The shareholders voted against all three proposals, but only after a bit of infighting:
“The Meeting was adjourned for an hour and a half due to lack of quorum. At the adjourned Meeting, a quorum was present and the shareholders of the Company voted against all agenda items as originally proposed.”
Update 12/15/22: On the day after the vote, Nano Dimension’s distributed a press release from the perspective of its management (presumably Stern) suggesting that a”smear campaign” was launched ahead of the vote by “a small entity, which itself has a history of trouble with regulators and authorities in the USA,” presumably Murchinson. The letter continues:
“As a next step in the entity’s campaign, they filed for an injunction to hold up the Meeting; thus, holding up efforts for all shareholders to rightly express their own views in a proper governance forum. The Israeli district court, where this injunction effort was launched, quickly dismissed the motion.
“Naturally, as a shareholder minded company, the results of the vote will be respected. Furthermore, Nano Dimension will continue to execute on its vision through its M&A initiatives, R&D programs, and business development plans. These efforts have already yielded results, and we expect this to be more of the case in 2023 as we foresee notable opportunities in the industry that will enhance and expand Nano Dimension business – with strong and robust capital and other assets – and therefore benefit its shareholders.”
What seems to have happened is that, once ARK pulled its investments, the shareholders were left with a power vacuum.
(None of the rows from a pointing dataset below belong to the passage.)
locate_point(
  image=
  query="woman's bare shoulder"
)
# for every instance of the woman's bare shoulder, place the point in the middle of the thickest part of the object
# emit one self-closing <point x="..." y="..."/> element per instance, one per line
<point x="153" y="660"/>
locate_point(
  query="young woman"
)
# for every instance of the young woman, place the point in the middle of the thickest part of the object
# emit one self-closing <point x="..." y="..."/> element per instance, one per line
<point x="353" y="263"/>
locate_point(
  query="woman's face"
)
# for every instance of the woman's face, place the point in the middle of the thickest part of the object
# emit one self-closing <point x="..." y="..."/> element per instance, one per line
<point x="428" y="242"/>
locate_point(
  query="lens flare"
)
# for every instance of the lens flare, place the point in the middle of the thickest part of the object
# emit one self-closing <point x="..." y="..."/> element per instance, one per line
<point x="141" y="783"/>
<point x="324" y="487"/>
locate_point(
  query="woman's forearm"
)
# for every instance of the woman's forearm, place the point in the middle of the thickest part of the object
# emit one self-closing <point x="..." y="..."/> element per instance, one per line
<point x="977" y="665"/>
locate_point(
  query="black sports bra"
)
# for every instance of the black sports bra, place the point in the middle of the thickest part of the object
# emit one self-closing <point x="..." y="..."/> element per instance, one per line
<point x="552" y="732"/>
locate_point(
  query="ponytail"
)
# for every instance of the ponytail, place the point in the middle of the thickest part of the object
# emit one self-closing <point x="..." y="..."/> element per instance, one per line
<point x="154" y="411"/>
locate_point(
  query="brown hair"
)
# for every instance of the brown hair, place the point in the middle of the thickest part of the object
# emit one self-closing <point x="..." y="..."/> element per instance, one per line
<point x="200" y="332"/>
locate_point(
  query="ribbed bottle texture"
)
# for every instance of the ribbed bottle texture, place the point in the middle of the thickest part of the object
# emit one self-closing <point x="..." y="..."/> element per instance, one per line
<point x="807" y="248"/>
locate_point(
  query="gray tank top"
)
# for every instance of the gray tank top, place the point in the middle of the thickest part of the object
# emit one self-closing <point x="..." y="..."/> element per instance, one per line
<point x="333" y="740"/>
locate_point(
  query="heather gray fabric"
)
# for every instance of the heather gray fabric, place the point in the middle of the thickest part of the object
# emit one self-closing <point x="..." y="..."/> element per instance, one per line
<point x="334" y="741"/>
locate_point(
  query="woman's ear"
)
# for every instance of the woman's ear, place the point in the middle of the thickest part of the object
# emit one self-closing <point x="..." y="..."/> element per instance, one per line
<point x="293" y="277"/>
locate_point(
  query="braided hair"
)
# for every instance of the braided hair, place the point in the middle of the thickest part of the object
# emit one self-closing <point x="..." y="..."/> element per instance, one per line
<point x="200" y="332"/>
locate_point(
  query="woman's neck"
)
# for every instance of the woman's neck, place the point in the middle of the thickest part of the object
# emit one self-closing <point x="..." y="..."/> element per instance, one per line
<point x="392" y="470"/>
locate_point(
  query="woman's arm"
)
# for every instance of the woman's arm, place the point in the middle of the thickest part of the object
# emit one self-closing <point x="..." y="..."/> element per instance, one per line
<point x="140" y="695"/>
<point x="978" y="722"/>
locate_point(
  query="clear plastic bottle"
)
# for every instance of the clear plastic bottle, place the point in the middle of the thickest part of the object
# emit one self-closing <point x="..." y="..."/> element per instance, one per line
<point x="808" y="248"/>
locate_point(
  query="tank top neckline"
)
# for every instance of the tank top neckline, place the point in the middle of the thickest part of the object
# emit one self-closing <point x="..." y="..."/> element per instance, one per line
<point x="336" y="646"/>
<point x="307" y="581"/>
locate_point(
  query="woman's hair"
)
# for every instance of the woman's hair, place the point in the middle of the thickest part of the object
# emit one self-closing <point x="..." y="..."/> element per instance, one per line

Now, we’re seeing the firm’s management battle with an investing body for control.
Update 1/31/23: On January 30, 2023, it was announced that the Board of Directors at Nano Dimension had adopted a shareholders rights plan that would expire January 27, 2024. According to the press release, the plan is “designed to reduce the likelihood that any entity, person or group would gain control of, or significant influence over Nano Dimension.” Specifically, the plan includes the following:
Nano Dimension will issue one special purchase right for every one ADS outstanding at the close of business on February 6, 2023. Each right will allow its holder to purchase from Nano Dimension one-half of one (0.5) ADS, at a purchase price of $0.01 per ADS, once the rights become exercisable. The rights would become exercisable only if an entity, person or group acquires beneficial ownership of 10% or more of Nano Dimension’s outstanding ordinary shares in a transaction not approved by the Company’s Board.
The following morning, the company put out a follow-up announcement, presumably in response to the first, that highlights the qualities of Nano Dimension’s executive management, the ability of that management to grow the company’s revenues significantly, and sharply and repeatedly criticizes its majority investor Murchinson and its manager Marc Bistricer. The letter describes the SEC charges against Muchinson for short selling practices that resulted in an $8 million fine and accuses the firm of attempting to profit off of short sales of Nano Dimension stock. It states:
“The claim of the managers of Murchinson, who were investigated by the SEC and admitted having violated the law, against the managers of Nano Dimension is comparable to an opinion of a bank robber about the way the bank is operated and managed. (emphasis in the original).”
On the surface, this latest development suggests that the two parties, Nano Dimension management and Murchinson, are continuing to battle over control of the company. Of course, given the murky world of finance, there’s always the possibility that both parties have a shared angle related to the stock price and the value of the company.